Jamael Westman as Alexander Hamilton
Two and a half years since its debut on Broadway, Lin Manuel Miranda’s sensational musical Hamilton after some delays made its West End debut at the newly refurbished Victoria Palace Theatre last month in December. The half-sung, half rapped show about the life of one of the founding fathers of the United States: Alexander Hamilton (Jamael Westman in a revelatory musical debut), has often been touted as an impossible show to see in New York. Due to the constant sell-out performances and the high price demand of tickets that go on sale. The stamina, chemistry of the cast and high energy musical choreography amidst an intricately brick layered and pre-dominantly wooden stage design by production designer David Korins has contributed to the show’s continued success since 2015. It is a crowd-pleaser in every sense of the word and that’s not a bad thing, however during the first act of the musical, the production by original Broadway director Thomas Kail at times does seem far too busy for its own good with regards to ensuring exuberance for its audience.
While also trying to balance introducing the key players, establishing the tone and central relationships of the story: Hamilton’s friendship turned rivalry with Aaron Burr (Giles Terera in top form) and his marriage to Eliza Schuyler (Rachelle Ann Go) of the wealthy Schuyler Sisters who get their own self-titled female-empowerment number early on in Act One. A great majority of Act One is centered around the American Revolution of 1776 in which the forces of General George Washington (Obioma Ugoala) take on the forces of King George III, who provides a bit of comic relief in his three scene cameo courtesy of Michael Jibson. It becomes hard to form an attachment to the characters initially because of the brisk pace, thankfully the musical regains a sense of focus and momentum. Once Act Two shifts to the politics of Congress, the growing tensions between Thomas Jefferson and Hamilton, and Hamilton’s own familial and political dilemmas.
It is no secret that I am not a huge listener of Hip-Hop or Rap music, because I have always found the negative connotations and gender politics of the genre somewhat off-putting in the past. To my relief, there is nothing of any harm in the otherwise tasteful lyrics, which have their own sense of inventive word play and tempo, alongside an array of other genre-hopping songs. Even if at times the music seems better suited for a concept-album, in lieu of Jesus Christ Superstar than it does a stage musical. There is no denying that Lin Manuel Miranda is an incredibly gifted and skilled composer/lyricist, his previous work on In The Heights and his current work on various projects for Disney such as Moana and the forthcoming remake of The Little Mermaid, is evidential of the successful career he will have long after Hamilton.
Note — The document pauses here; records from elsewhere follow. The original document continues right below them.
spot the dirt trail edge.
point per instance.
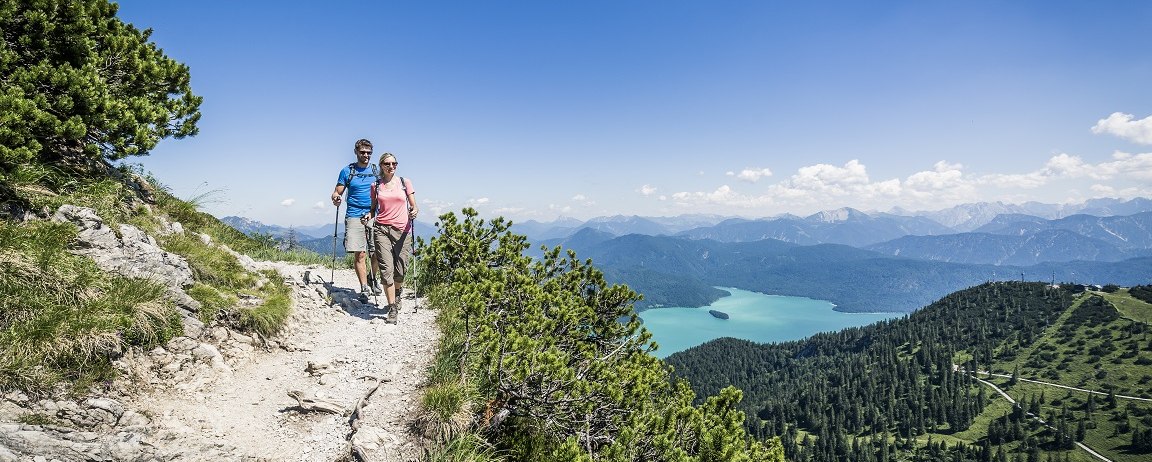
(275, 401)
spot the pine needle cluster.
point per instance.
(543, 360)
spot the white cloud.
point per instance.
(751, 175)
(583, 201)
(830, 178)
(507, 211)
(437, 206)
(1124, 165)
(823, 187)
(1123, 126)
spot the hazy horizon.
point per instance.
(542, 110)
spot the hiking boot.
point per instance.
(393, 312)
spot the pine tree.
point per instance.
(76, 83)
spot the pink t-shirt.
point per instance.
(392, 205)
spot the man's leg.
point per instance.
(361, 269)
(356, 243)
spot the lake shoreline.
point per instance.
(753, 316)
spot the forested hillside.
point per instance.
(901, 387)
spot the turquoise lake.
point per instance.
(752, 316)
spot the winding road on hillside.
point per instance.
(1037, 418)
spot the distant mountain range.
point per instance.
(316, 237)
(863, 262)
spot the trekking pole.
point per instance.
(416, 277)
(370, 233)
(335, 228)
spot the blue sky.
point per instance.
(537, 110)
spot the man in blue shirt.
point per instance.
(357, 179)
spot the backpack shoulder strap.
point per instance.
(403, 183)
(351, 174)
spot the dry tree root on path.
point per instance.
(308, 402)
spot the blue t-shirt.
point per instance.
(360, 190)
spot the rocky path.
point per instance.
(220, 395)
(335, 350)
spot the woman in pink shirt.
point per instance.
(394, 211)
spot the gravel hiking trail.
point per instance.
(334, 351)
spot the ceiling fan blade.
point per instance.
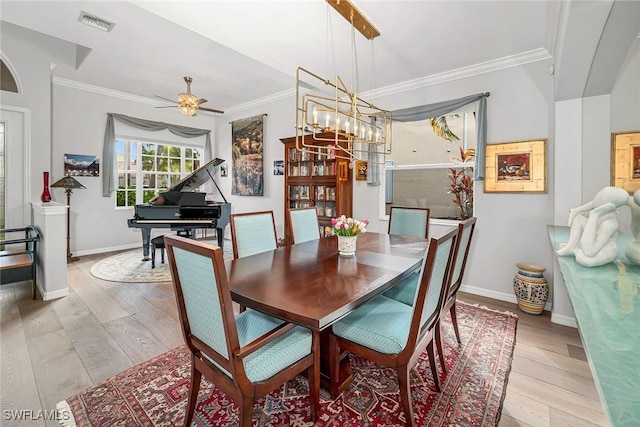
(212, 110)
(166, 99)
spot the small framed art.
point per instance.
(625, 160)
(516, 167)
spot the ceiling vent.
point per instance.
(95, 22)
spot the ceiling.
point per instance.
(240, 51)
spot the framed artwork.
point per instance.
(625, 160)
(278, 167)
(246, 147)
(81, 165)
(361, 170)
(516, 167)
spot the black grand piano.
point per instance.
(183, 209)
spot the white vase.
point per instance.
(347, 245)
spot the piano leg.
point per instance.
(220, 235)
(146, 234)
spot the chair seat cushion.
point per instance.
(381, 324)
(278, 354)
(405, 290)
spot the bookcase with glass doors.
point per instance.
(316, 179)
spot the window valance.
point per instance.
(109, 160)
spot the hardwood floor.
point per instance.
(53, 349)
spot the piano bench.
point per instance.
(157, 243)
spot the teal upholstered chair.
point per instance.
(409, 221)
(304, 224)
(414, 222)
(246, 356)
(394, 334)
(252, 233)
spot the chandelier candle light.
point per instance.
(347, 230)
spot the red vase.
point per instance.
(46, 196)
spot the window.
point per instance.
(418, 172)
(146, 168)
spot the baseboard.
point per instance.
(500, 296)
(108, 249)
(561, 319)
(46, 296)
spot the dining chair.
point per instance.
(252, 233)
(304, 224)
(393, 334)
(463, 243)
(409, 221)
(246, 356)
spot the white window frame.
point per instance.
(383, 180)
(139, 172)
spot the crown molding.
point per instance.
(289, 93)
(104, 91)
(461, 73)
(457, 74)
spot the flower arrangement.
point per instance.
(343, 226)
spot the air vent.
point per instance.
(95, 22)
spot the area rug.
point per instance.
(155, 392)
(128, 266)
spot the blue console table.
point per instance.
(606, 303)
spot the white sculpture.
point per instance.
(593, 226)
(633, 249)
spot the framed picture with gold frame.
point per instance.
(516, 167)
(361, 170)
(625, 160)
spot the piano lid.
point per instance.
(198, 178)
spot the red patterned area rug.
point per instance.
(155, 392)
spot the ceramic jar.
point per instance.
(347, 245)
(531, 288)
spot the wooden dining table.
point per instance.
(311, 285)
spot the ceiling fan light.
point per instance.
(187, 110)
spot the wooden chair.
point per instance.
(18, 263)
(304, 224)
(465, 233)
(409, 221)
(252, 233)
(246, 356)
(394, 334)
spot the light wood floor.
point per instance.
(54, 349)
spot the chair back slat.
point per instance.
(465, 232)
(409, 221)
(304, 224)
(253, 233)
(437, 279)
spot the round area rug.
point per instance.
(129, 267)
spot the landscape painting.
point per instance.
(81, 165)
(514, 167)
(246, 152)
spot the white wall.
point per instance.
(511, 228)
(79, 120)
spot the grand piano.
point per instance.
(183, 209)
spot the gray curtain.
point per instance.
(424, 112)
(109, 160)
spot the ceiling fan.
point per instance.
(189, 104)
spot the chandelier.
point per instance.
(336, 115)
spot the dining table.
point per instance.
(311, 285)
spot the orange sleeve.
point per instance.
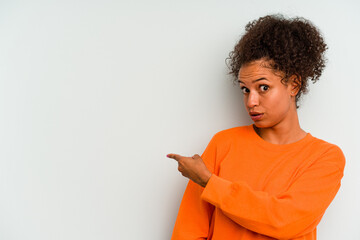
(291, 214)
(194, 216)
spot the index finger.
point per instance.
(174, 156)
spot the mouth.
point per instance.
(255, 116)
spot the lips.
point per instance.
(256, 116)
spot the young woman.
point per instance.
(272, 179)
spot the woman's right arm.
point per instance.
(193, 220)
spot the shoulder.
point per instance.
(329, 152)
(231, 133)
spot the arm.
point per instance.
(287, 215)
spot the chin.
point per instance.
(261, 124)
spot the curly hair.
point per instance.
(292, 46)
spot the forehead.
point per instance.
(256, 69)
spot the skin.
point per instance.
(264, 94)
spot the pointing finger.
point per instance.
(174, 156)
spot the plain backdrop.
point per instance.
(94, 94)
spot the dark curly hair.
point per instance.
(293, 46)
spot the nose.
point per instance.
(252, 99)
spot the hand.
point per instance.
(193, 168)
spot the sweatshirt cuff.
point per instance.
(215, 190)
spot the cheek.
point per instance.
(278, 102)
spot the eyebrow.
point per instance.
(256, 80)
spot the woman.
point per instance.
(269, 180)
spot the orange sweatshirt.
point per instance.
(260, 190)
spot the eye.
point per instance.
(245, 90)
(264, 88)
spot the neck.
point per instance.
(285, 132)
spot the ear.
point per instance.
(295, 84)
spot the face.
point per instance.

While the musical does have flaws, its sense of inclusiveness amongst the multiracial cast, is one of the most rare and progressive things to be seen in the world of theatre. It is very fascinating and refreshing how these historical figures are being seen through a different light, amongst people of colour in the times when the need for equality and togetherness is greater than it was in the 18th and 19th centuries. Hopefully we can expect to see more progressive musicals to come in the future for multiracial actors in the West End.